Sociedad civil y sentido común: el triunfo del nacional-populismo

La izquierda argentina bajo el kirchnerato se ha puesto a toda máquina a ocupar estos espacios educativos y mediáticos y a inculcar estos valores antiliberales y antirrepublicanos. Todos los sectores afines han cerrado filas en este objetivo y dejado sus históricas diferencias de lado. En estas tareas tienen, hay que admitirlo, un grado alto de éxito.
Por Pablo Díaz de Brito

Vale la pena ponerse mentalmente en el escenario nacional de enero de 2012. Supongamos, de manera del todo gratuita, que la economía no estará por entonces tan mal como se teme. ¿Cuál sería en ese escenario optimista el legado K? Me temo que será peor que el que dejaría una mera crisis económica: la hegemonía cultural de la sociedad civil, o de muy buena parte de ella, por la izquierda castro-chavista-peronista.

Esta izquierda nacional-populista ya tiene el control de buena parte del aparato cultural y educativo superior, básicamente las universidades estatales, desde mucho antes de la era K, y desde esta, suma los medios de comunicación estatal y algunos cuantos privados. Pero ahora está ocupando como nunca antes la educación media y primaria con su discurso simplista, emotivo y contagioso.

Esta retórica, balanceada mixtura de peronismo e historiografía de izquierda nacionalista, tiene unos atributos emocionales que la hacen contagiosa y por lo tanto difícil de replicar. A diferencia del marxismo culto, el de Marx y su larga lista de herederos académicos, esta gente no tiene reparos en practicar el populismo más frontal. Y este hace sinergia con mecanismos difíciles de contrarrestar con la argumentación meramente racional.

Si se le dice desde la autoridad de la cátedra a un chico de 14 años que su país es víctima de un sistema internacional injusto, que si hay pobres es por exclusiva culpa de ese sistema perverso que se llama capitalismo internacional, se está haciendo educación en el sentido más profundo del término. O sea, no transfiriendo meros conocimientos sino inculcando valores. Que esos valores sean erróneos y nos conduzcan al fracaso perdurable como sociedad no quita que sean efectivamente educativos.

La izquierda argentina bajo el kirchnerato se ha puesto a toda máquina a ocupar estos espacios educativos y mediáticos y a inculcar estos valores antiliberales y antirrepublicanos.
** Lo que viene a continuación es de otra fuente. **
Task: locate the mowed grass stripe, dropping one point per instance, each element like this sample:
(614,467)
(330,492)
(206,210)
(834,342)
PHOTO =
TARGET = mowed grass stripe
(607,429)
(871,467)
Todos los sectores afines han cerrado filas en este objetivo y dejado sus históricas diferencias de lado.

En estas tareas tienen, hay que admitirlo, un grado alto de éxito. Porque ser de izquierda populista otorga una suerte de renta moral o psicológica, que pone al sujeto en el bando moralmente correcto, moralmente superior. Como se coloca automáticamente contra la realidad social vigente, que corre por cuenta y cargo del capitalismo, nunca del gobierno popular que contra ella lucha, el sujeto beneficiario de esta renta recibe un enorme alivio: él no es parte ni cómplice, por más que su situación individual sea eventualmente privilegiada, del sistema social que genera, aparentemente pero indudablemente para él, esa escandalosa miseria, esas inequidades contra las que lucha el gobierno popular, la causa nacional y popular.

Cierto es que estos mecanismos psicológicos y retóricos también existían desde muchísimo antes del kirchnerismo, como es obvio. Pero en estos años han, como se dijo, hecho palanca, sinergia, con el Estado, que les ha dado unos enormes espacios institucionales que estos sectores nunca antes habían tenido a su disposición. La educación media, por caso. Además de un espacio en los medios de comunicación privados creciente, de la mano de la actitud empresaria de abandonar la línea editorial en función demagógica, a los "muchachos" que les manejan las redacciones. Ahora, con la ley de medios, muchos se acordaron de la línea editorial, pero a la desesperada y de la peor manera.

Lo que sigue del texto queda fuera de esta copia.